Dia menjelaskan, kondisi jalan terlihat berlubang, berlumpur, dan tergenang air. Lubang-lubang besar di beberapa titik hanya ditutup sementara menggunakan puing-puing bangunan. Sebagian lainnya dibiarkan terbuka, membahayakan pengendara yang melintas.
“Dalam tiga tahun terakhir, perbaikan jalan hanya sebatas tambal sulam. Lalu, 2-3 hari kemudian rusak lagi. Arus lalu lintas pun kerap tidak teratur. Pengendara sepeda motor dan mobil terpaksa mengambil jalur berlawanan demi menghindari kubangan dan lubang besar,” ujarnya.
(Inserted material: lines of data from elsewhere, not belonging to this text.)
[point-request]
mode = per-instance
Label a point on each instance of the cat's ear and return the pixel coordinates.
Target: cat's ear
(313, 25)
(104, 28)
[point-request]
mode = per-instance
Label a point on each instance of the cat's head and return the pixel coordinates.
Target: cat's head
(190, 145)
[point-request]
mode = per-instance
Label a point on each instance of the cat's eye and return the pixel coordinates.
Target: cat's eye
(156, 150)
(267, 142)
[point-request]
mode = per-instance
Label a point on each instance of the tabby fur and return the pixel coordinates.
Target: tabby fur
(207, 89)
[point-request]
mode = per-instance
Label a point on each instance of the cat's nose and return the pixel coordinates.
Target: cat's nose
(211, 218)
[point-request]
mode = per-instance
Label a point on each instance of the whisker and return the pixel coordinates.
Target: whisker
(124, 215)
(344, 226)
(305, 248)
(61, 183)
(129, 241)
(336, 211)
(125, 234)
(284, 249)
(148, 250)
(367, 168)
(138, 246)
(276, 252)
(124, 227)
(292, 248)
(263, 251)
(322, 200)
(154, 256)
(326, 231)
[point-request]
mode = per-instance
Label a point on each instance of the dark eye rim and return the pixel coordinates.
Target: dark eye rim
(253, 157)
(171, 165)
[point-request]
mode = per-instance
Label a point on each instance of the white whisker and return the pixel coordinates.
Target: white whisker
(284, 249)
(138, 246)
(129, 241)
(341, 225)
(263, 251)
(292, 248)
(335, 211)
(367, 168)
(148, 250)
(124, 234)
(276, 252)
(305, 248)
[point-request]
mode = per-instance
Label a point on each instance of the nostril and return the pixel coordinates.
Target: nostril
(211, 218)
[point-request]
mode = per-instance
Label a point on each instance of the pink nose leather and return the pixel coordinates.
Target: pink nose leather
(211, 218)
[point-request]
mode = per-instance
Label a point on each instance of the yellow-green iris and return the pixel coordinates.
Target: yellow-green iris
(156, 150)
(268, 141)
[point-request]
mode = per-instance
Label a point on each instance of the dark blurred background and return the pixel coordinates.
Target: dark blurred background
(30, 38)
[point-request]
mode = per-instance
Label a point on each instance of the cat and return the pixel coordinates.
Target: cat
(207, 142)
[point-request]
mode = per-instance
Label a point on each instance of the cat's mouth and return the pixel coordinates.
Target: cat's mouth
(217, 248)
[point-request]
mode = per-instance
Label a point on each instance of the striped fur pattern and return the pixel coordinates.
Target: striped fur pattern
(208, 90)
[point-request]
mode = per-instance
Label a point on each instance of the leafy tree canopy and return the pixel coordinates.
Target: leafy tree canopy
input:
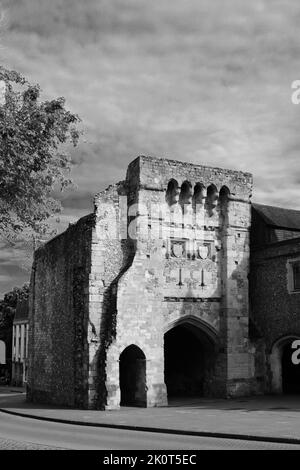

Dia memaparkan, kerusakan jalan membentang sekitar dua kilometer. Warga berharap ada langkah tegas dari pemerintah, baik pembatasan kendaraan berat maupun perbaikan total jalan, agar aktivitas masyarakat kembali aman dan nyaman.
“Bagi kami, jalan bukan sekadar infrastruktur, melainkan urat nadi kehidupan, seperti akses bekerja, sekolah, hingga berdagang. Tapi kalau jalan rusak, yang terdampak bukan hanya kendaraan, tetapi juga rasa aman,” ungkapnya.
Diketahui, spanduk-spanduk itu dipasang di bahu jalan dengan berbagai narasi. Salah satunya bertuliskan, “Kami Masyarakat Pakuhaji Seluruh Mobil Tanah Melintas di Jalan Raya Pakuhaji” dan “Kami Taat Pajak Tapi Jalanan Kami Dibajak.”
Menariknya, salah satu spanduk juga menampilkan wajah Gubernur Jawa Barat Dedi Mulyadi (KDM). Dalam spanduk tersebut, warga meminta perhatian atas kondisi jalan yang rusak parah. “Kang Dedi Tolong ke Banten Jalan Raya Tangerang Utara Sudah Rusak,” bunyi pesan tersebut.